The Sully Memoirs
by jjc11293
Summary: Sooner or later, though, you always have to wake up." A dark investigation and emotional exploration of the members of the Sully family and their struggle to sustain their dreams in a dying world - pre-Avatar. Rated T for some occasional strong language
1. Isolated

**I. Isolated**

They say you're supposed to dream. Sooner or later, though, you always have to wake up.

If there was some source of cohesion, some fountain of stability, some—some beacon of hope that perhaps things would turn out right in the end, in spite of everything thrown at us, in spite of all our issues (and God knows we had a few of those), in spite of all the ominous signs—it had to be their love, for sure. Absolutely. Their love was, without a doubt, the glue that held everything together. It was what sustained our flimsy, erratic relationships, sad as that sounds. It was what carried us through every hellacious day on this dump of a planet. It wasn't me, and it sure as hell wasn't Jake. It was love, their love.

So once their love was gone—cut short in a very untimely manner by a cruel accident of fate—everything began to unravel. Once their love was gone . . . it changed everything. It marked the beginning of a nasty chain of misfortunes that hasn't stopped hitherto.

Some people would consider me to be rather fortunate; I alone avoided the worst of the fallout. But witnessing it all unfold before me, watching the people I love and care about fight each other and hurt each other and . . . and suffer . . . it's just as bad, if not worse. The experience is like helplessly watching someone slowly crumple and die in front of you. I wouldn't wish it on anyone. Nobody deserves to go through what I've been through, or what my family has been through.

Whose fault was it all? It depends on whom you ask. In my eyes, it wasn't anybody's fault. Nobody deserved what they got. It's a harsh world. Life's not fair, as the age-old saying goes.

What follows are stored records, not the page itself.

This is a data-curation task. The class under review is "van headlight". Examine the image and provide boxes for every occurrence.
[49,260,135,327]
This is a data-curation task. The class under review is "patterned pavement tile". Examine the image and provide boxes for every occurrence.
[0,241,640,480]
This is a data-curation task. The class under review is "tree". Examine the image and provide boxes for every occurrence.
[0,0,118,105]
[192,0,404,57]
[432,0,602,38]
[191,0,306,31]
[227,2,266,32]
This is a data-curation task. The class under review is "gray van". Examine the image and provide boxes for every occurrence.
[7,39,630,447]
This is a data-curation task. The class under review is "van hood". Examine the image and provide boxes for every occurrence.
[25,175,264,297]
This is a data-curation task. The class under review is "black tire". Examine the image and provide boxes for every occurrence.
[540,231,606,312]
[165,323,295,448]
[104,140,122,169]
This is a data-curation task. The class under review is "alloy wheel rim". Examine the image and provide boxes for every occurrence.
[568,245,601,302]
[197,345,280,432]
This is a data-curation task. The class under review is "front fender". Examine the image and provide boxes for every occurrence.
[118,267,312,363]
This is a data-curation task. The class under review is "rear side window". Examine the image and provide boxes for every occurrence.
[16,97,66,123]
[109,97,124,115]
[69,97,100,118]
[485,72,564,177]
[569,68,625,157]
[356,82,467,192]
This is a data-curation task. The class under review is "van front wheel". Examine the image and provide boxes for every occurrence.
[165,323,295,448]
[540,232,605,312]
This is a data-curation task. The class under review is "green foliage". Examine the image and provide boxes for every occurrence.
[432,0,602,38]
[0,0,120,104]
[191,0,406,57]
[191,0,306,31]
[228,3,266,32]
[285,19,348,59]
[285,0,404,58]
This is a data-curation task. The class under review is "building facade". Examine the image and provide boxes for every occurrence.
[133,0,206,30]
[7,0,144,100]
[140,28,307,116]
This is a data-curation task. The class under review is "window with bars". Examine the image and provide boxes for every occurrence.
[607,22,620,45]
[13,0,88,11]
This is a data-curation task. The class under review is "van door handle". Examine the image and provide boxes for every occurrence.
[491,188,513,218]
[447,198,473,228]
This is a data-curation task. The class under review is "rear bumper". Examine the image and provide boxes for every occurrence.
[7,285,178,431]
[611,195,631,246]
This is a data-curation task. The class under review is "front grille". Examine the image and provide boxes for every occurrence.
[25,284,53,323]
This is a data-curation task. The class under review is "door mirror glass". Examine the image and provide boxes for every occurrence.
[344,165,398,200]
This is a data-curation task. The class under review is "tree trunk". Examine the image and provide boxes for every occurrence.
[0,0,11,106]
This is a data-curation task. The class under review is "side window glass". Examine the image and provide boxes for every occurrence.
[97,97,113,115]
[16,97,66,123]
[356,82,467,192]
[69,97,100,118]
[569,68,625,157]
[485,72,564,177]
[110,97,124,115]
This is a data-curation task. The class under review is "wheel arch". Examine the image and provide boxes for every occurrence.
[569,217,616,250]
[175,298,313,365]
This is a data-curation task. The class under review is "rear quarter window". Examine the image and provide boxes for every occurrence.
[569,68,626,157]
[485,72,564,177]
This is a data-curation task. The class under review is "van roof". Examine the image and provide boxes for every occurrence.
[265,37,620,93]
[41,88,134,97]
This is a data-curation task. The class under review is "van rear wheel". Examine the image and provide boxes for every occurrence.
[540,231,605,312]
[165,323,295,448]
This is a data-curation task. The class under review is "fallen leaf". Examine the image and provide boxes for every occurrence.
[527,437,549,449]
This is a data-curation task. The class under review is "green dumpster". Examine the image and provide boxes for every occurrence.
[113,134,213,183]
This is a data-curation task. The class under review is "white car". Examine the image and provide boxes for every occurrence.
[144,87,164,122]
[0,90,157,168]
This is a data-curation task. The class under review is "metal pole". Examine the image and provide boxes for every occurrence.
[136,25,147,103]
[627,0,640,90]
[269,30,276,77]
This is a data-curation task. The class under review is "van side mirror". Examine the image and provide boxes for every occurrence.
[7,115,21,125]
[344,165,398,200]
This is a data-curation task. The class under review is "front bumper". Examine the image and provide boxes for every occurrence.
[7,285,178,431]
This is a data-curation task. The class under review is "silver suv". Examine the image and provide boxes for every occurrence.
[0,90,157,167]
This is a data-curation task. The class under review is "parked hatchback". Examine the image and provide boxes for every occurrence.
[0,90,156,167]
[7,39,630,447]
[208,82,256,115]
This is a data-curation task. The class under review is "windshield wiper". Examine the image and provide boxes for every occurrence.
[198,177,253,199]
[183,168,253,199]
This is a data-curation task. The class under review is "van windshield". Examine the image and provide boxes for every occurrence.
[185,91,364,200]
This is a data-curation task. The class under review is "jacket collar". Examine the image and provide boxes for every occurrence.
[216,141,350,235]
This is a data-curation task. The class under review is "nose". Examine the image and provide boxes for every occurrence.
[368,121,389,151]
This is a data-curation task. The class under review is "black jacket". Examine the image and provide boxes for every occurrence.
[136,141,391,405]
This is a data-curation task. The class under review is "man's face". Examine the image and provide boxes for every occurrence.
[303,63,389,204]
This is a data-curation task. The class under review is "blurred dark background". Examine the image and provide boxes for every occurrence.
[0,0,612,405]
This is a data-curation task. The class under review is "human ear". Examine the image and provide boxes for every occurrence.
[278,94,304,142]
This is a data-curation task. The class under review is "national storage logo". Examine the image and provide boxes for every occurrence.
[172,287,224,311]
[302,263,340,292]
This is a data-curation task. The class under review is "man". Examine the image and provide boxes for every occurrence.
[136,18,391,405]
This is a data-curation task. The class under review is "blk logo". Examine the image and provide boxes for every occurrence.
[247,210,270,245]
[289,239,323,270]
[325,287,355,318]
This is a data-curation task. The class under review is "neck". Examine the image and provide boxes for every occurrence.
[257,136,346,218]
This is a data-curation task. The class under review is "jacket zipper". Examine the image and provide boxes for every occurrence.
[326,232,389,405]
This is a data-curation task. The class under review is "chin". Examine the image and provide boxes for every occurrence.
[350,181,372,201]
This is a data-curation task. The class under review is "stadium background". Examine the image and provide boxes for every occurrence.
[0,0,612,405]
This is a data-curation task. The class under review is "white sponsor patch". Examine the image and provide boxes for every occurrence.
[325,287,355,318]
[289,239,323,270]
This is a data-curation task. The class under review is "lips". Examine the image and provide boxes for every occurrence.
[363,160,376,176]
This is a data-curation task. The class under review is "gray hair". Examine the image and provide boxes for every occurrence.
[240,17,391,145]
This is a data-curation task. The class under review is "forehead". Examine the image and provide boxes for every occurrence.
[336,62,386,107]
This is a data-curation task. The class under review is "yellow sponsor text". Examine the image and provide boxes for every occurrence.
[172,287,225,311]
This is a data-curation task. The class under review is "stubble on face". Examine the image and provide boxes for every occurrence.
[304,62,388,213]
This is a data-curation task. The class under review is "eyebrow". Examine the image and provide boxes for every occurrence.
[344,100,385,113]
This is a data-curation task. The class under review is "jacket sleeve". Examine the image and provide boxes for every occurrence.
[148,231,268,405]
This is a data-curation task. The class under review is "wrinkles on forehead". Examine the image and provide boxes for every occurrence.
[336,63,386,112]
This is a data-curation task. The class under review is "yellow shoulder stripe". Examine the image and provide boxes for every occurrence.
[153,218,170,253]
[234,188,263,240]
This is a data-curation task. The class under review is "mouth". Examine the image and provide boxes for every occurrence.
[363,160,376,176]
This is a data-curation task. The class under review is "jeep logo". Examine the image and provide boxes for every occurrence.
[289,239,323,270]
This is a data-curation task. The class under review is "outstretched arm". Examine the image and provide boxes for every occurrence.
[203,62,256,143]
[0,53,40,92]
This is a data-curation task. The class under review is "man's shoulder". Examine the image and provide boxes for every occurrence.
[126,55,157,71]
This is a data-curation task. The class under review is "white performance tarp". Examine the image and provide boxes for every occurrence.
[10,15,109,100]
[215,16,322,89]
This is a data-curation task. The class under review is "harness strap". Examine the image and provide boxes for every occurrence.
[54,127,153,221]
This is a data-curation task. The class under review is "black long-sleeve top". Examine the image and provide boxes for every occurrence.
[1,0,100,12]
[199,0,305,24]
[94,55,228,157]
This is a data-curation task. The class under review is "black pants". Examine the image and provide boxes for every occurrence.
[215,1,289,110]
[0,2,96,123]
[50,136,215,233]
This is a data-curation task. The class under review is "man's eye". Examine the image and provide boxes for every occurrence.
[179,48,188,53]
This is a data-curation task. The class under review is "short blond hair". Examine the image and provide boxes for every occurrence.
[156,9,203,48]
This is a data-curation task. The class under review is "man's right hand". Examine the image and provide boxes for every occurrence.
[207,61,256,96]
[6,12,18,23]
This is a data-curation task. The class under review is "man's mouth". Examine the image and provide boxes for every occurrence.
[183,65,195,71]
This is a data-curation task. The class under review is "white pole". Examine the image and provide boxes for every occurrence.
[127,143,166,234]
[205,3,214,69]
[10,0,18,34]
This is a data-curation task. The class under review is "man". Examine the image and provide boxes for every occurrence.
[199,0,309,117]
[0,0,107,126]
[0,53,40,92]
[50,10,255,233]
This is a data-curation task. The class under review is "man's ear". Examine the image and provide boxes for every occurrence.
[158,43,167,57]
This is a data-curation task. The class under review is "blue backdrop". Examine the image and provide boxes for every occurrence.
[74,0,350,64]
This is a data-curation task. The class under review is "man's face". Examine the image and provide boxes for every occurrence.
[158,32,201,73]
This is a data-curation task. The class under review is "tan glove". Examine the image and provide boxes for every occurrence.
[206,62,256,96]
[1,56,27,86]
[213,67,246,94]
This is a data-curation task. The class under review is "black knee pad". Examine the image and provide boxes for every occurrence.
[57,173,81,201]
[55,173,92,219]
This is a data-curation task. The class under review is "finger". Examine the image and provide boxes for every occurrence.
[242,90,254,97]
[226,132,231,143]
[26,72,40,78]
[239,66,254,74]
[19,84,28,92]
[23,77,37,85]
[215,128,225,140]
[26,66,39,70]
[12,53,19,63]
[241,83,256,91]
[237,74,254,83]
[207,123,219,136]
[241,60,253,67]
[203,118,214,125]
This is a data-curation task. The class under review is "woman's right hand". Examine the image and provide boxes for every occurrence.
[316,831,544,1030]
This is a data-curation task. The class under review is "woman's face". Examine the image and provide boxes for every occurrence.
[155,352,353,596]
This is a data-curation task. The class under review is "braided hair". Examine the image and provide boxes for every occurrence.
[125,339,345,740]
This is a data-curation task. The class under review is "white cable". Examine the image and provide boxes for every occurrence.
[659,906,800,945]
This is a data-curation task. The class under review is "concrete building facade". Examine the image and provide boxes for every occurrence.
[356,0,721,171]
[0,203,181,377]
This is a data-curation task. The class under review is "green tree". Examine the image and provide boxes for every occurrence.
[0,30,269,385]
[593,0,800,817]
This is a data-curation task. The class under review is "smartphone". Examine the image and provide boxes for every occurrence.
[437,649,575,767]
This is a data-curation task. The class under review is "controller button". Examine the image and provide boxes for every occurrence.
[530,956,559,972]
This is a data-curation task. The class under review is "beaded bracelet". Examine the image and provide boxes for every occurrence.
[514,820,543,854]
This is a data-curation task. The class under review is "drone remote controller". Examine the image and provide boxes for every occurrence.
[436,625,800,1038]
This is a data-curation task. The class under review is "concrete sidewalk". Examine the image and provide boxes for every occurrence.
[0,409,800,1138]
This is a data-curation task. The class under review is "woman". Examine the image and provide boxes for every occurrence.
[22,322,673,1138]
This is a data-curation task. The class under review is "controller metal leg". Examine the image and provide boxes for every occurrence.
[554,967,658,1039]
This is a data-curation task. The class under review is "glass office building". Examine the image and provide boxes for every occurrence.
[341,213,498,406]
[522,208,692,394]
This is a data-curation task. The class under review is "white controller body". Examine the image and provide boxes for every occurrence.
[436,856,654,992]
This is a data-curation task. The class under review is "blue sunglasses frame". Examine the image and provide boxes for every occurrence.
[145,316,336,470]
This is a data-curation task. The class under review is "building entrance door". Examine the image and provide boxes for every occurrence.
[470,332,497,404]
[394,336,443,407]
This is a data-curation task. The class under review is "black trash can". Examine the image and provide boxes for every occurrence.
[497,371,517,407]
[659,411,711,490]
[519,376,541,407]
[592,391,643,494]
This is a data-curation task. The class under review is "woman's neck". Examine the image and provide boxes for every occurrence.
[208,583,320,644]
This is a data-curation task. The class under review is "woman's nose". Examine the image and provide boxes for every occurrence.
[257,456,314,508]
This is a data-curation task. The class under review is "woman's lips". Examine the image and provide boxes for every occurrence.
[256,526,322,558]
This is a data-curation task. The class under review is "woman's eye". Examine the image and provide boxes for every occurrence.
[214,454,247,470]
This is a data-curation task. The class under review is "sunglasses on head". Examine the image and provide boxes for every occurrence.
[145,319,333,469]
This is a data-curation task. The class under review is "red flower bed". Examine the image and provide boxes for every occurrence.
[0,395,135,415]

. . . I really hate that saying.


	2. Awakening

**II. Awakening**

She was youthful, vibrant. He was strong, friendly, and benevolent. They were hopelessly, beautifully, impossibly in love. They always had been. You just don't see that anymore, really.

I'm not sure she ever really wanted kids. I think she would've been perfectly content to devote her life to him and only him. But he had always dreamt of having kids—boys in particular—to, you know, pass on the proud Sully name or whatever (Dad had no siblings), so of course Mom wasn't about to get in the way of that.

* * *

_The two sat there, side-by-side, staring at the ground. Nora had her hands folded. Sam was drumming his fingers against the arm of his chair and shaking his leg in his usual antsy way. Nora briefly glanced at the magazines on the table, then at Sam. There was a palpable excitement in the cold waiting room, and it suddenly rose to a rapid and pungent crescendo as a soft thumping of footsteps came into earshot from the other side of the door. The footsteps grew louder and louder, ringing in the couple's ears. Sam and Nora looked up wide-eyed as the door creaked open to reveal a mousy lady dressed in pale blue medical scrubs._

"_Your results are in, ma'am," said the nurse, closing the door behind her with her free hand; she pressed a stack of papers and folders to her chest as she entered. She looked at the bright-eyed pair with the air of someone about to reveal important news._

"_And?" said Nora, bounding out of her chair. Sam rose too._

_The woman smiled softly. "You're pregnant. Very pregnant."_

_There was a brief, loud pause. "Very pregnant?" repeated Sam, looking as ecstatic and confused as his wife at the nurse's words._

"_Yes," said the nurse, nodding. She turned back to Nora. "Ma'am, you've got twins headed your way. Twin boys, to be exact."_

* * *

Dad couldn't have been happier about the news. I assume Mom was thrilled, too, if only because Dad was.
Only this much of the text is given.